Par Benjamin Sportouch, journaliste au magazineL'Express

Revenons sur une prochaine réforme presque passée inaperçue... C’est une actualité qui n’a pas fait la une du week-end dernier. Et pourtant, elle touche directement à l’exercice de la démocratie. Vendredi, les députés ont voté une loi électorale qui institue la parité aux élections départementales, le nouveau nom des élections cantonales, ça, c'est le côté pile. Côté face , ces élections départementales sont repoussées de 2014 à 2015 et auront lieu en même temps que les régionales. Principale raison invoquée par l’exécutif : l’embouteillage aux urnes, car l'an prochain, les électeurs sont déjà convoqués pour des élections européennes et municipales.

  • Faut-il y voir une manipulation ? C’est ce que clame l’opposition qui espère une « vague bleue » et elle n’a pas tort de protester. Des élections intermédiaires sont très rarement porteuses pour le pouvoir en place. Plusieurs ministres sont relativement confiants pour les prochaines municipales dans les grandes métropoles, dont Paris et Marseille. En revanche, dans les villes moyennes, les alternances pourraient être nombreuses.

Quant aux européennes, dont l’enjeu se nationalise beaucoup plus facilement, elles pourraient aussi se solder par un vote sanction. Le PS en a fait l'amère expérience en 2009, lorsqu'il est arrivé derrière les Verts avec un score calamiteux.

Voilà donc la raison de ce tripatouillage : plutôt que d’accumuler les déconvenues et puisqu'il est impossible de toucher aux européennes, les élections territoriales sont renvoyées à plus tard.

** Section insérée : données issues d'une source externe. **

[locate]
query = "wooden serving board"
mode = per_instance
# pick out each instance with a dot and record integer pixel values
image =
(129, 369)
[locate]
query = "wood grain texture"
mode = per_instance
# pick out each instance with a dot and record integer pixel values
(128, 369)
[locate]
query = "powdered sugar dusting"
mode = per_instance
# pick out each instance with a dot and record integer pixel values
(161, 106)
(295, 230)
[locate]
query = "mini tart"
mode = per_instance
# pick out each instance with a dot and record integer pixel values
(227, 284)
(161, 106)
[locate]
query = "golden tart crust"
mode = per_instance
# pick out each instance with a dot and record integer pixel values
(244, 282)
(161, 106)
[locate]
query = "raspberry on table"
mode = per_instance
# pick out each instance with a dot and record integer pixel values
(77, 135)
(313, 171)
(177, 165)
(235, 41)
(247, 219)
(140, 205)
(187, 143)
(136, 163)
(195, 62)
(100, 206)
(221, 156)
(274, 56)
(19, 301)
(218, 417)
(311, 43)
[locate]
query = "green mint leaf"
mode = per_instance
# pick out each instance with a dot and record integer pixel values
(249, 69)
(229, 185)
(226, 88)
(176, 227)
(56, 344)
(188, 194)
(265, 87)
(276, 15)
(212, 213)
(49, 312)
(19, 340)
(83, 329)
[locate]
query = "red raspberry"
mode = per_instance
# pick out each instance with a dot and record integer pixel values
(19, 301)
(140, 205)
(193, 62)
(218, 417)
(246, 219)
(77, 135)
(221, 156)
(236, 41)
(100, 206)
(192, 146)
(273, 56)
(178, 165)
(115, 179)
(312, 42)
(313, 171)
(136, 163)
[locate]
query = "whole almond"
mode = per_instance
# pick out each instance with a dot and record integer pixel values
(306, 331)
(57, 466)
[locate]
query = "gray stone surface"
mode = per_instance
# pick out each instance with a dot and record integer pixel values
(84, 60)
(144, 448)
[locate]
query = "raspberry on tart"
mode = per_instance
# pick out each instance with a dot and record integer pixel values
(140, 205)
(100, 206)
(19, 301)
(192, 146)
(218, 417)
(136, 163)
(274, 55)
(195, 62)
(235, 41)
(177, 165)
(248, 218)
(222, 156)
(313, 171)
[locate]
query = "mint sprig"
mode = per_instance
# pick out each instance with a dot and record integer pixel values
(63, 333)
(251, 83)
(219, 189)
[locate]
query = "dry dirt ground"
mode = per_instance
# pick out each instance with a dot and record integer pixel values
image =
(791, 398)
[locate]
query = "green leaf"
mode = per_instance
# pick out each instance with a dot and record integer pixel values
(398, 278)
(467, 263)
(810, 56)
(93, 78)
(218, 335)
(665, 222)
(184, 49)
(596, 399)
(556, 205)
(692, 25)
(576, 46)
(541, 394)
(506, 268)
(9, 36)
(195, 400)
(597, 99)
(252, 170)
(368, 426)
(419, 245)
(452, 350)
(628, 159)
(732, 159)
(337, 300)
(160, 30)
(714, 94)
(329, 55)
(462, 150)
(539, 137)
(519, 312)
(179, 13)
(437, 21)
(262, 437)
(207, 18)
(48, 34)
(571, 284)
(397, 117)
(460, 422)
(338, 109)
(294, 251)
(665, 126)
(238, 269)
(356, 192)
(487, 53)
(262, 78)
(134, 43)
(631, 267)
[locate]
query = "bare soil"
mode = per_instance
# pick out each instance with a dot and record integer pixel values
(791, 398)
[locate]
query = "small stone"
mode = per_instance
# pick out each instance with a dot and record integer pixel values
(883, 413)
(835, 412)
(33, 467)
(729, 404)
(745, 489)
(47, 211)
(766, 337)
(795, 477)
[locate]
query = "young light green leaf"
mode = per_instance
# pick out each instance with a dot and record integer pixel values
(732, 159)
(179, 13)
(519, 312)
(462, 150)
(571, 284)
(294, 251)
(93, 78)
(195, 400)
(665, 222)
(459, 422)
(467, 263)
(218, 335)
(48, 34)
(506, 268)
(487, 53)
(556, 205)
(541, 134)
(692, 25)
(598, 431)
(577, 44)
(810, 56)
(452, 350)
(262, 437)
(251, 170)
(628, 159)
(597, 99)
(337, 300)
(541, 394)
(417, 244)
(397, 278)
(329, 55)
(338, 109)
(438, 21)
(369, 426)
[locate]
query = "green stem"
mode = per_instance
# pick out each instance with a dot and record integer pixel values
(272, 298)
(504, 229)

Sans compter que la gauche peut ainsi espérer garder le Sénat, où sa majorité ne tient qu'à un fil et dont le renouvellement repose pour partie sur les élus locaux.

- En son temps, la droite au pouvoir avait modifié le calendrier électoral et pas toujours dans un esprit vertueux. Oui et ce n’est pas une raison pour l’imiter. Les élections municipales de 2007 avaient été repoussées à 2008 pour éviter un télescopage avec les présidentielles et les législatives.

Mais du coup, on a rallongé le mandat des maires sans rien demander aux principaux intéressés, autrement dit les électeurs. Un véritable déni de démocratie. A l'époque d'ailleurs un responsable socialiste s’était élevé très tôt contre ce changement de calendrier.

Je le cite : « c’est important les élections municipales. On n’en décide pas comme ça. Ce n’est pas le fait du prince ». Qui est l’auteur de cette vindicte je vous le demande ? Un certain François Hollande.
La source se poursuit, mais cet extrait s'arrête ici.